Small businesses will have to wait several more months to discover if their insurance will pay out for coronavirus disruption, after insurers and the UK regulator indicated they would take disputed claims all the way to the Supreme Court.
At a High Court hearing on Friday to determine how an initial ruling by judges earlier this month should be implemented in practice, lawyers for the Financial Conduct Authority — which brought the initial test case — and two policyholder action groups won clarifications on their right to claim.
However, legal experts concluded that even the apparent resolution of contested policy wordings would now be argued for a second time in an appeals process. Although this process will be “leapfrogged” straight to the UK’s final court of appeal, it is unlikely to be concluded until some time next year.
“The High Court has given its view on how its decisions should be applied but that doesn’t prevent insurers fundamentally disagreeing with what it said,” explained Ravi Nayer, a partner at law firm Brown Rudnick who is not directly involved in the case. “So this didn’t resolve any of those fundamental questions. That previous judgment has now been clarified but it might be overturned in the Supreme Court.”
Insurers and the FCA now have a month to decide if they will appeal. But policyholder action groups warned that this further delay, and another lengthy court action, would put many more small businesses at risk of collapse.
Sonia Campbell, a partner at law firm Mishcon de Reya representing bars and restaurants that are members of the Hospitality Insurance Group Action said: “Rather than agreeing to abide by the court’s judgment and now pay claims, it is disgraceful that insurers continue to drag their feet and watch more and more of their own policyholders go to the wall.”

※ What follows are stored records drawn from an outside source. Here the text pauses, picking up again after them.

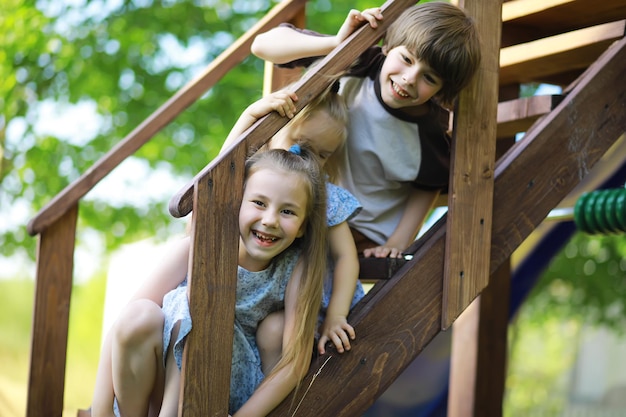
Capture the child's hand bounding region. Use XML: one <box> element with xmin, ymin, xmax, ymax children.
<box><xmin>335</xmin><ymin>7</ymin><xmax>383</xmax><ymax>45</ymax></box>
<box><xmin>317</xmin><ymin>316</ymin><xmax>356</xmax><ymax>355</ymax></box>
<box><xmin>363</xmin><ymin>246</ymin><xmax>402</xmax><ymax>258</ymax></box>
<box><xmin>246</xmin><ymin>90</ymin><xmax>298</xmax><ymax>120</ymax></box>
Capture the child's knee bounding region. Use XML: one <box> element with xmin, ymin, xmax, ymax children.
<box><xmin>115</xmin><ymin>300</ymin><xmax>164</xmax><ymax>346</ymax></box>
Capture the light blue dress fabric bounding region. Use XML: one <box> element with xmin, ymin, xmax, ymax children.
<box><xmin>163</xmin><ymin>245</ymin><xmax>300</xmax><ymax>415</ymax></box>
<box><xmin>319</xmin><ymin>182</ymin><xmax>365</xmax><ymax>312</ymax></box>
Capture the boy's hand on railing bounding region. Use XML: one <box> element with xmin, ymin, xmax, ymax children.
<box><xmin>335</xmin><ymin>7</ymin><xmax>383</xmax><ymax>45</ymax></box>
<box><xmin>317</xmin><ymin>315</ymin><xmax>356</xmax><ymax>355</ymax></box>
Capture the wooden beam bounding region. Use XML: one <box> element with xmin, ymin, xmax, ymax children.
<box><xmin>169</xmin><ymin>0</ymin><xmax>422</xmax><ymax>217</ymax></box>
<box><xmin>448</xmin><ymin>262</ymin><xmax>511</xmax><ymax>417</ymax></box>
<box><xmin>270</xmin><ymin>35</ymin><xmax>626</xmax><ymax>417</ymax></box>
<box><xmin>441</xmin><ymin>0</ymin><xmax>502</xmax><ymax>329</ymax></box>
<box><xmin>26</xmin><ymin>205</ymin><xmax>78</xmax><ymax>417</ymax></box>
<box><xmin>500</xmin><ymin>20</ymin><xmax>626</xmax><ymax>85</ymax></box>
<box><xmin>496</xmin><ymin>94</ymin><xmax>563</xmax><ymax>139</ymax></box>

The FCA has urged insurers to make payouts where there is legal clarity on policy wordings. But Mr Nayer said: “Those insurers that will pay out have already paid out. Those that are not paying will continue not to pay.”
In a statement, the FCA said: “In light of the hearing, the FCA will review the final declarations and decide on its next steps. These will include pressing on with the application to appeal to the Supreme Court while continuing discussions with insurers and action groups to find a solution that avoids the need for appeal and enables payouts on eligible claims as quickly as possible.”

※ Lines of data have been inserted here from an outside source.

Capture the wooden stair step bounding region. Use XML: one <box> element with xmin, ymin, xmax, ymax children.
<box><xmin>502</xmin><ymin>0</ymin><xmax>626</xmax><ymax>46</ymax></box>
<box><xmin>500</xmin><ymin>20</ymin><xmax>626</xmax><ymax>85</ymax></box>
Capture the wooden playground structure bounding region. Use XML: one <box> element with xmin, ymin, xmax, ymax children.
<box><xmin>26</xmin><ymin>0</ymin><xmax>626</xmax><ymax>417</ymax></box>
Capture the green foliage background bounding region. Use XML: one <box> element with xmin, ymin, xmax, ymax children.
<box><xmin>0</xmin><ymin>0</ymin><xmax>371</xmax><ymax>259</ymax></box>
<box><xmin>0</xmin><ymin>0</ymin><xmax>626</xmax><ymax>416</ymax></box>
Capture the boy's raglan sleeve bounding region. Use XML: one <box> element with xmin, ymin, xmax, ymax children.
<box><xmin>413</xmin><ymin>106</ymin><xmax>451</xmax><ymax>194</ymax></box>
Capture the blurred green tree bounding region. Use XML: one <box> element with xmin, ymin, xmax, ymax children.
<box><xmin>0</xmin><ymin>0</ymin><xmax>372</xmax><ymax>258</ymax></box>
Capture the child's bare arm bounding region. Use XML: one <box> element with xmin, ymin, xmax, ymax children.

Some of the rulings in Friday’s hearing do strengthen the policyholders’ positions, however.
Businesses that have certain types of cover with Hiscox won their argument that the downturn in their income after prime minister Boris Johnson announced a national lockdown should not be considered an underlying “trend” in their revenues when assessing claims.
“This is very helpful for businesses that did shut when told to by the prime minister — it is very, very important,” said Richard Leedham, the Mishcon de Reya lawyer representing the Hiscox Action Group.
He added that the judges’ ruling that lockdown restrictions had prevented certain Hiscox policyholders from using their premises was also a good outcome. Hiscox had previously suggested they did not have to close, which meant two-thirds of policyholders did not have a claim.
A spokesperson for Hiscox said: “We now await the final declarations from the court. Once we have received them we will communicate an update on the industry test case directly to relevant policyholders.”
Two of the insurers involved in the case, Zurich and Ecclesiastical, have already decided not to appeal.
The judges on Friday threw out a late attempt by QIC, part of Qatar Re, to intervene in the case. QIC was not part of the original High Court proceedings, but some of its policies have similar wordings to those sold by RSA, which was involved. QIC wanted to be able to appeal against the High Court’s decision on those wordings if RSA decided not to. The FCA objected to QIC’s attempt to become involved in the case.